Here is a 30 minute bar chart showing day session e-mini trading. Market activity during the past 24 hours has been an interesting exemplar of the "dog that didn't bark" principle.
Yesterday at 10 am the consumer confidence number was released and showed historically low levels of confidence in the current business situation. The market broke 10 points on the news (first red arrow). The interesting thing about this response is that the e-minis closed the pit session above the level at which they traded at 10:30 am, thus showing that there was no follow-through to initial selling. I thought this was a bullish development, especially since the market also closed above 1093, the level of the last low on the way to the 1112.75 high .
At 10 am this morning the market broke about 8 points on the combination of the lowest housing start number since 1963 and Bernanke's assertion that the economy was still in a fragile state ( second red arrow). But at 10:30 am a rally developed and was not accompanied by any news that I thought was important (green arrow).
The market's refusal the last two days to break further once the initial responses to bad economic news were out of the way was a bullish sign. An even more bullish sign was the rally this morning to levels higher than those at which the market stood prior to both those news releases.
I think a move to 1130 is underway. I expect to see 1200 sometime during the next three months.
7 comments:
Hi Carl,
An excellent observation.
Thanks.
Kindest regards,
PM
carl - any way you could Tweet your text updates too?
t!
Carl,
That first 30 minutes of your trade this morning you must have felt like Nostradamus. Great work my friend.

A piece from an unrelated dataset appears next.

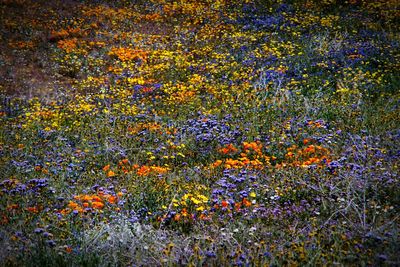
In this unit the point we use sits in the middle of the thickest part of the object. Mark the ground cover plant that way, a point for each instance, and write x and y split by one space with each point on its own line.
201 133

If today's bad news has pushed us higher, I have cause for concern for my short positions seeing as how tomorrow is initial claims and Friday is new homes data (both I expect to be poor numbers). People keep thinking the market can't go up with negative data but we have rallied for months on bad data. People also keep asking "how can the market go up in a bleeding economy?"
(now standing on a soap box)
Here are MY reasons
1. Triple Leveraged ETF's in the hands of the masses (333,333 investment with power of 1,000,000). We saw how this helped kill the financials but we have not yet seen the power this can have to the upside. In theory, we could see all time highs on the market using 1/3 the funds previously required.
2. Growing interest in the markets (I'm sure Carl has many more hits on the site per day since the latest pull back from 1150) This brings more players to the table.
3. The stock market does not equal the economy.
Apple; Great earnings = stock down Homes; Not selling = stock up
4. Fed pumping money in the markets... and I don't think they care about EW
5. People still sitting on Cash. If we break above 1150...
I'm off to watch the close.
Cheers!
Nick
carl:
that's were contrarian play comes in...it is a little sneaky...it is to assure longs that market is strong..and bam it goes down...
andi, interesting read about market manipulation:
http://www.zerohedge.com/article/guest-post-spy-getting-jump-key-levels-quant-algo
This is what I wrote in response to a posting of your magazine covers on a market group. I hope you consider it fair.
Carl Futia is always bullish.(over 90% of the time) He was bullish at the top in 2007, He was bullish all the way down in 2008. (You can check days at random in his previous posts)
Even if the market dropped 1000 points, he will still say it is going to 1200. He reminds me of the man in Monty Pythons Holy Grail where after having all his limbs and head cut off, he still shouts 'going to get you'
However on a very short term basis he has good calls as long as you dont mind trading long only all the time. He cuts looses fast, has good interday ranges and his other forecasts are often reasonably accurate. Ironically he seems better on some of the markets he doesnt trade when forecasting.
No,Catherine, I don't think it is fair. The Monty Python remark is particularly contemptible.
Let me rewrite the first part of your missive in a more balanced way.
"Carl Futia is always bullish. He started his blog in April of 2005, about 58 months ago. The 2007-09 bear market lasted 17 months, so on this very rough basis he has been right about the market's direction 71% of the time. You decide for yourself whether his clear bullish bias makes sense for you.
"That being said, he started posting his trades on his blog at the bull market top in October 2007. The vast majority of them were on the long side. His posted trades in 2008, a big down year for the market, showed a return of 86%. Doing so well while trading against the direction of the major trend shows quite a bit of skill. He followed up this performance by posting a return of 89% in 2009."